(Drivebycuriosity) - Exploring unknown and exotic countries is a pleasure & an adventure. It could be done at home by reading just the right book. The novel "Hunters in the Dark" by Lawrence Osborne is one of these books - and one of the best novels I have read in the recent years (amazon).
"Hunters" takes the reader onto a journey into the dark sides of South East Asia. The plot follows Robert, a young Englishman and gambler "who had the aura of poverty about him". He visits Cambodia, described as a "tough Paradise", an exotic & dangerous country with a still fresh sinister history.
Robert is a somewhat naive and innocent guy and driven by curiosity & by chance - a character which reminds me faintly of the German fairy tale "Hans im Glück (Hans in Luck)". His purity & carelessness lead him onto quicksand (this is a spoiler free blog).

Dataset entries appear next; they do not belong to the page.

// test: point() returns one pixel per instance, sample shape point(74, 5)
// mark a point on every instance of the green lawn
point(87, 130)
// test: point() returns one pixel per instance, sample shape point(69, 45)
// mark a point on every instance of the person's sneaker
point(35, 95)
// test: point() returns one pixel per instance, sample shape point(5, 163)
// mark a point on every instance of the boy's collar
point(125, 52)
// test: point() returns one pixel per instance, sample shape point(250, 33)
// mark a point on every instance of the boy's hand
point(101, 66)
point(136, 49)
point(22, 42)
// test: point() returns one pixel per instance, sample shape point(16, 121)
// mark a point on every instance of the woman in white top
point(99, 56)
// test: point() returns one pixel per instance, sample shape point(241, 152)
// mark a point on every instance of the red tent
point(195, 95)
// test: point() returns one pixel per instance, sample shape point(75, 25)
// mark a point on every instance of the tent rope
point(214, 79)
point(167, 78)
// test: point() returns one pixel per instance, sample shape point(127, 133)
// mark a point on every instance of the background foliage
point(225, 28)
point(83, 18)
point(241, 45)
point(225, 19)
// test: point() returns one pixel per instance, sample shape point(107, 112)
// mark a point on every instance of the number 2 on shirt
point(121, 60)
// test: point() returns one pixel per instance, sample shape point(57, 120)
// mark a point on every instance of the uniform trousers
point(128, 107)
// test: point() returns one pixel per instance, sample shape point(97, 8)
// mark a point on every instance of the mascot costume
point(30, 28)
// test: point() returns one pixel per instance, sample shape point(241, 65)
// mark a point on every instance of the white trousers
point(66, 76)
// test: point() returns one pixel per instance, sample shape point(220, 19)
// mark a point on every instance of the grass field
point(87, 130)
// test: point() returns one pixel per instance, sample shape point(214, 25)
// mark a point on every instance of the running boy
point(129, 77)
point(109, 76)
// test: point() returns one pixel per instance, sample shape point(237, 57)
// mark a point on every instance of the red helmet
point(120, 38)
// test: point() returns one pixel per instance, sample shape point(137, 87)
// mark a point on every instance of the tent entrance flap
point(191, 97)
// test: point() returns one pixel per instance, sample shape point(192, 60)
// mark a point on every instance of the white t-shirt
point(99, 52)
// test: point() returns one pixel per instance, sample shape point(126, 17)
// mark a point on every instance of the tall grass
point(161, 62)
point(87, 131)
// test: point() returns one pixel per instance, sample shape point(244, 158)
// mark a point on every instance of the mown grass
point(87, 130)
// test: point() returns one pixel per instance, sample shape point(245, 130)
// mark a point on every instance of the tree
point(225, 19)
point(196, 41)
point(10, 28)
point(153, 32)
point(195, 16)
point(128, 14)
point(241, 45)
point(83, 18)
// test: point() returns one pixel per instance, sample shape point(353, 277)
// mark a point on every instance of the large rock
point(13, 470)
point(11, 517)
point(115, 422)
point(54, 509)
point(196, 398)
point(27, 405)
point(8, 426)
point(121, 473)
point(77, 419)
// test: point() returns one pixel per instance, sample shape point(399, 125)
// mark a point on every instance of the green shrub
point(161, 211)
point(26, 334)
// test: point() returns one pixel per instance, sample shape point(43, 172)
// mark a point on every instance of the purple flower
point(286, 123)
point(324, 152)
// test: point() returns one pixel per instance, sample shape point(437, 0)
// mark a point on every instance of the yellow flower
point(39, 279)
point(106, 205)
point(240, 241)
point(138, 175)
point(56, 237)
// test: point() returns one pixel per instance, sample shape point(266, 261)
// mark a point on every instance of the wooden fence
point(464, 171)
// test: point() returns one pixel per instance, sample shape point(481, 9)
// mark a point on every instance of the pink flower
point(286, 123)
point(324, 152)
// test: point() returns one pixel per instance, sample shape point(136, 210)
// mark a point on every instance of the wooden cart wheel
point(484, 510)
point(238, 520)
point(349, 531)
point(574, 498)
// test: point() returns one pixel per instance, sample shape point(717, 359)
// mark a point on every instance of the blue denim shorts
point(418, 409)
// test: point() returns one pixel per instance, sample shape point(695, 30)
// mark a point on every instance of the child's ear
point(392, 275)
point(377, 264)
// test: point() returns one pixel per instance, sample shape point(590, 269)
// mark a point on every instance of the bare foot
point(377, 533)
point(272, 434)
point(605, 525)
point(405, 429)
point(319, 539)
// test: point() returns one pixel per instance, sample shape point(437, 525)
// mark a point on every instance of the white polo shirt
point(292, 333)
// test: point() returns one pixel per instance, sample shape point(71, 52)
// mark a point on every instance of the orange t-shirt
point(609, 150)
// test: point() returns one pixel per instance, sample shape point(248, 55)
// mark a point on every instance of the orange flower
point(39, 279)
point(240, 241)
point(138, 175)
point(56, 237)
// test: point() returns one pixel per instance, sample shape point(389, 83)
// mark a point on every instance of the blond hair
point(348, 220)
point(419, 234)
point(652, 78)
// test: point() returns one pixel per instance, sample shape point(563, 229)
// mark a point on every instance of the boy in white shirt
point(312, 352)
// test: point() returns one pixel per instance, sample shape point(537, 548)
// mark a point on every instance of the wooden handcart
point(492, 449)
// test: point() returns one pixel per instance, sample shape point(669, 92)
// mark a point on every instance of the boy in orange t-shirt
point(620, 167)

It`s partly a travel novel, a crime story, a romance and maybe a fairy tale.
I cared about "Robert", even that I find his naivety challenging. Osborne combines the sharp psychological & analytical skills of Vladimir Nabokov with Joseph Conrad`s intense descriptions of tropical adventures. The author is a great stylist and immerses the reader deep into the steamy & lush environment.
I indulged into sentences like "the long puddles brightened for a moment then grew dim, and the electricity which rippled through the air drew the eye upward to the slow motion mushroom cloud and its impending crisis, which would not arrive for hours, maybe not even till the next day". I almost could sense what the characters saw, felt, & tasted. Osborne also describes in an amusing way how an undiscerning Westerner flounders with an unknown culture & the Cambodian way of thinking.
I think I will reread the novel soon.